By The Nation
The products include handmade bags, natural-dye cotton outfits for teddy bears and woven trays, and can all be purchased at Starbucks stores in Thailand.
“We are grateful to have a chance to work with SACICT and provide an opportunity for Thais at the district level to promote their innovative arts and crafts and generate income. We are also giving a boost to Thai handicrafts by showcasing their uniqueness to Thais and foreigners. Customers can buy these crafts through our 303 stores in Thailand,” said Murray Darling, managing director of Starbucks Coffee Thailand.
So far, three products are available. The handmade bag is produced through a collaborative program between SACICT and the Department of Corrections that trains underprivileged inmates of the Central Women Correctional Institution as part of the Kamlangjai Project under the Royal Initiative of Her Royal Highness Princess Bajarakitiyabha. The project aims to provide assistance to as well as support and inspire women in prison to self-develop so they can find work and become worthwhile members of society once released.
Another product is natural-dye cotton from the Nong Bua Daeng hand-woven natural dye colour groups in Chaiyaphum, which is creatively sewn into outfits for Starbucks’ teddy bears. The group is well known for its use of locally available natural ingredients, such as blue from indigo which is extracted from the leaves of certain plants and yellow from the core of the jackfruit tree and Coscinium fenestratum, which are found in Surin and Sri Sa Ket provinces. The wastewater is treated after the dyeing process, thus reducing contaminants and making the water safe for discharge into the environment.

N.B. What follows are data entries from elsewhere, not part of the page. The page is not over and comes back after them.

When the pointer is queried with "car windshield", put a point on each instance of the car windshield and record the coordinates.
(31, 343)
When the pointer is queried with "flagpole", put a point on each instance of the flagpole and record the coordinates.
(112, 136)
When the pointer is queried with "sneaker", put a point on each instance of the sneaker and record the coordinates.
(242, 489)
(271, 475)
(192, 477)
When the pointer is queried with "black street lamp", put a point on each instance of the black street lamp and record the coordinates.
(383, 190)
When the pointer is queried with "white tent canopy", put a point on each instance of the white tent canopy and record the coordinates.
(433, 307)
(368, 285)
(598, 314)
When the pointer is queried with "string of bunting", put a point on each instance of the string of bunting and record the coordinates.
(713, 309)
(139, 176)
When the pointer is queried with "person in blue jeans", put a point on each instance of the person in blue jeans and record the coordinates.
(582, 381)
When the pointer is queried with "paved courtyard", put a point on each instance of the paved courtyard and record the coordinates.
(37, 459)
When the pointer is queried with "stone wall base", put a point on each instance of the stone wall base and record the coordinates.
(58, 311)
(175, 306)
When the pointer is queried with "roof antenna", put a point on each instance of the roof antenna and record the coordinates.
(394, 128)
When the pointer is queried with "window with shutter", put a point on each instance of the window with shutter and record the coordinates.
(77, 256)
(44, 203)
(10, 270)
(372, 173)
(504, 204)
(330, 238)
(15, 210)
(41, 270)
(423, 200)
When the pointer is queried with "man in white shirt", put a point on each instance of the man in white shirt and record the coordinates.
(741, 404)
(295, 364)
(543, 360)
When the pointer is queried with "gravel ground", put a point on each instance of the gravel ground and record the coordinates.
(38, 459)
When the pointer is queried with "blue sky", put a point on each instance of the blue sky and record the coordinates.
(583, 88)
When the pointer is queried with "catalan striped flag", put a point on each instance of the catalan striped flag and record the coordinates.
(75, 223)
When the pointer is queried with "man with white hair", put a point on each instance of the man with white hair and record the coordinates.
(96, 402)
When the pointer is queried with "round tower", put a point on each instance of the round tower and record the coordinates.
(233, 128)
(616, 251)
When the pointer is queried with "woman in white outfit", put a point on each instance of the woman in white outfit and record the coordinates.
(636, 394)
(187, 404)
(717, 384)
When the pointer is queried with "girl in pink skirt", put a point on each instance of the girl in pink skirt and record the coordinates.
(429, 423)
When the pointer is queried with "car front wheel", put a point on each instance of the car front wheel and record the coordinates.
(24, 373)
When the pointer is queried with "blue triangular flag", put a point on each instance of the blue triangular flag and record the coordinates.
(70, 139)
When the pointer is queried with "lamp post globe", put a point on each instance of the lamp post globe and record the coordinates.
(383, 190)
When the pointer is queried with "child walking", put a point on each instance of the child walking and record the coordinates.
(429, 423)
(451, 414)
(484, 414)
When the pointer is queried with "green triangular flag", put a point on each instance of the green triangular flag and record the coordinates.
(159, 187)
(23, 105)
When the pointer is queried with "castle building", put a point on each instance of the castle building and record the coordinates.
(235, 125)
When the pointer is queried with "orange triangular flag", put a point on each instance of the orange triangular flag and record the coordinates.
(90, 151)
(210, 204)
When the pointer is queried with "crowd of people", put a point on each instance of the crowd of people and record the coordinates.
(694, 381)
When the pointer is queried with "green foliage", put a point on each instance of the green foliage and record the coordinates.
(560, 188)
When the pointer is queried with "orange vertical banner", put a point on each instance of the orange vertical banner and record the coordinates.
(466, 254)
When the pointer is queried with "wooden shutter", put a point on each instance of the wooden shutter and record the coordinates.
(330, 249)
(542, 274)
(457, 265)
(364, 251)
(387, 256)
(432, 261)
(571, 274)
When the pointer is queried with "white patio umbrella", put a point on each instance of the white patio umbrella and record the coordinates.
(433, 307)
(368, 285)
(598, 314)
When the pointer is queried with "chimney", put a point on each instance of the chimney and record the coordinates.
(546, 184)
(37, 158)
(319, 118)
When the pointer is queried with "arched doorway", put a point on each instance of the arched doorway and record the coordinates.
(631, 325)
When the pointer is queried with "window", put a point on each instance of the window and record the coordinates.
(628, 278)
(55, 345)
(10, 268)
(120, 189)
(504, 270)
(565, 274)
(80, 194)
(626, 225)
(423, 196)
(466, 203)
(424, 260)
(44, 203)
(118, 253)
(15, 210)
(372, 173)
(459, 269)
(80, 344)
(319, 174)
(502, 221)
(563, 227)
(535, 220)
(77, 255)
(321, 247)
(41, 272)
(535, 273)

Woven tray is also a folk art product that draws on Thai wisdom from the descendants of SACICT craftsman from Varni Southern Wickery in Phatthalung province.

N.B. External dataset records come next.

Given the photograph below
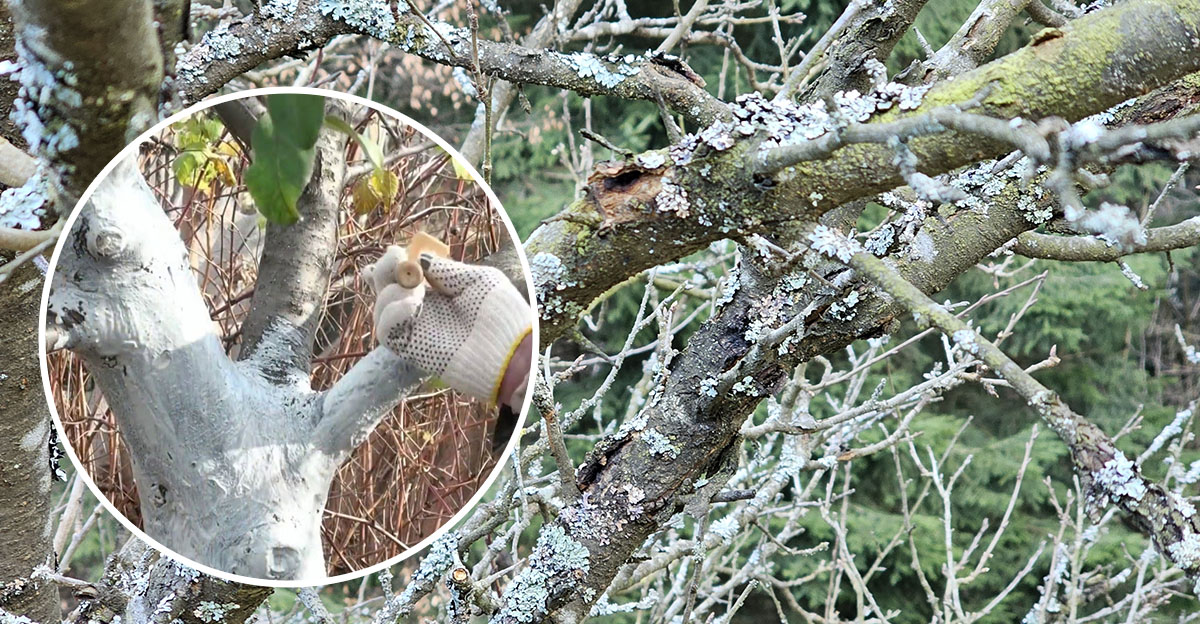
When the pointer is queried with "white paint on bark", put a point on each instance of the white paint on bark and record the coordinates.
(233, 465)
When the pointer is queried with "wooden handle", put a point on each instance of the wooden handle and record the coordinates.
(409, 274)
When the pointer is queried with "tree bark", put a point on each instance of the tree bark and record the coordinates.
(233, 460)
(25, 523)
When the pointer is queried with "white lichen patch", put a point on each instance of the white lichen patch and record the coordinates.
(279, 9)
(831, 243)
(969, 340)
(745, 385)
(672, 198)
(1120, 480)
(1114, 223)
(437, 561)
(651, 160)
(607, 72)
(1186, 552)
(549, 277)
(726, 528)
(370, 17)
(210, 611)
(45, 96)
(659, 444)
(557, 564)
(844, 309)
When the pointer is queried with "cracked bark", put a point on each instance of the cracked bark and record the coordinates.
(233, 460)
(1101, 60)
(297, 261)
(25, 523)
(611, 525)
(208, 66)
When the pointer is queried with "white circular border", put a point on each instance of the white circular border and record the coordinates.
(58, 421)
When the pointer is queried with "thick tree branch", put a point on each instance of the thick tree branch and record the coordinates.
(228, 52)
(1093, 249)
(873, 35)
(25, 473)
(233, 460)
(90, 77)
(975, 41)
(1147, 43)
(633, 481)
(294, 269)
(1108, 475)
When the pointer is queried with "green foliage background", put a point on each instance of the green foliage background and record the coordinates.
(1098, 321)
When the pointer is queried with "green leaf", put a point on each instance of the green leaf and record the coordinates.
(371, 148)
(280, 171)
(298, 117)
(461, 169)
(379, 189)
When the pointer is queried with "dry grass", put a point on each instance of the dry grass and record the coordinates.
(425, 461)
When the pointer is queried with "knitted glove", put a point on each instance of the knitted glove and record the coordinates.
(463, 328)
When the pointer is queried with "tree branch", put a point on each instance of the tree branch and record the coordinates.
(701, 426)
(16, 166)
(1171, 523)
(294, 269)
(226, 53)
(1093, 249)
(70, 52)
(25, 502)
(1155, 42)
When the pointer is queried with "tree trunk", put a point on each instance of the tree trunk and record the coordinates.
(233, 460)
(25, 528)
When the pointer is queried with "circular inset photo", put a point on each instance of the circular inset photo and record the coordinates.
(288, 336)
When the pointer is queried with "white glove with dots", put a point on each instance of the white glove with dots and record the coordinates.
(462, 323)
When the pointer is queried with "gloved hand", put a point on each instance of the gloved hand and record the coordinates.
(466, 327)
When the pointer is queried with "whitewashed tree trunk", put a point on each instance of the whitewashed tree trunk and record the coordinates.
(233, 459)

“We are delighted with this collaboration from the private sector in supporting the handicrafts created by SACICT members in various provinces, who order the raw materials and creatively produce them as community handicraft products so that we can distribute them internationally. We believe that this collaboration between SACICT and Starbucks will help generate income for these local craftspeople while also showcasing Thai handicrafts and promoting these distinctive works to the public,” said Amparwon Pichalai, CEO of SACICT.